EDIT EDIT: That's great advice friendly friend but I don't have enough karma to down-vote. Way to rub it in though...


> In case everyone couldn't tell I think that the incessant posting of "embrace, extend, extinguish" are really childish so I replied childishly. Do we need a sarcasm tag?

If you think a post is childish, downvote it and move on. If you respond in kind, expect to be downvoted. It doesn't make sense to decrease the signal-to-noise ratio in response to a post whose main problem is that it is decreasing the signal-to-noise ratio.


I don't have enough karma to downvote comments...but thanks for rubbing it in though. That's a beautiful tall horse your on by the way.

This particular comment got flagged, which is great. That being said, I can't count the number of times I've had someone reply to me with "Switch to Linux"...and I can't downvote that. Signal to noise?

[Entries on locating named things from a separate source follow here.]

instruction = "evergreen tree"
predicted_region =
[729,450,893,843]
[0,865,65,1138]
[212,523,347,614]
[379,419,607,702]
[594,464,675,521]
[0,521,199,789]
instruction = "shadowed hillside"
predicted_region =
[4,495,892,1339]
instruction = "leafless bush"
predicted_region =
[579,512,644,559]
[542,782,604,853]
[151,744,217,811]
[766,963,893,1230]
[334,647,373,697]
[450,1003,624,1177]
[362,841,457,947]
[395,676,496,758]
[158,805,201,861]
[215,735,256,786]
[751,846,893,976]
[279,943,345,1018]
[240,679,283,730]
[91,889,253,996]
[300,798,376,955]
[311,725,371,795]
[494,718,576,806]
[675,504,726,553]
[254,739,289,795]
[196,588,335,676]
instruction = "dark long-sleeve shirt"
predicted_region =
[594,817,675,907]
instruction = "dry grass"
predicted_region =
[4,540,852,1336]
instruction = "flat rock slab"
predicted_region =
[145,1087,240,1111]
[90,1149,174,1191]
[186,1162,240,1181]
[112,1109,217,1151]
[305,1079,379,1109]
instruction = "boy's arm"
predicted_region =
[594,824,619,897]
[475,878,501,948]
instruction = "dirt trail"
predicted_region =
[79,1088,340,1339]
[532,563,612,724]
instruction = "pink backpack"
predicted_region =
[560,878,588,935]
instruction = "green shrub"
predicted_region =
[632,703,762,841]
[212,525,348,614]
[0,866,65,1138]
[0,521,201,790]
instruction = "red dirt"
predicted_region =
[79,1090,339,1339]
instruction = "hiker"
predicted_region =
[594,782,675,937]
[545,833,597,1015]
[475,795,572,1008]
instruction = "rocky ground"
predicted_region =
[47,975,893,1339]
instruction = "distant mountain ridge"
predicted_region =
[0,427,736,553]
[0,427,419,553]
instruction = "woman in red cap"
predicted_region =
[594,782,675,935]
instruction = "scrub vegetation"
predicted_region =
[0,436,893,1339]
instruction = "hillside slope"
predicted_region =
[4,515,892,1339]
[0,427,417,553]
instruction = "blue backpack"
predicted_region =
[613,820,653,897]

The rules are unevenly applied. For instance, a couple of weeks ago one of those "Isn't RMS Awesome!" posts came up. I expressed a sentiment that was counter to the glowing praise people where heaping on the guy's article. I wasn't rude, but I do disagree with the guys positions on somethings and expressed that. It started being downvoted immediately...I was close to 200 at that point so I actually wrote a BS set of pablum replies and they were upvoted so I regained the karma.

Its frustrating.


I can't count the number of times I've had someone reply to me with "Switch to Linux"...and I can't downvote that.

FWIW I don't think people are allowed to downvote replies to their posts. At least I can't, maybe I could after getting even more karma?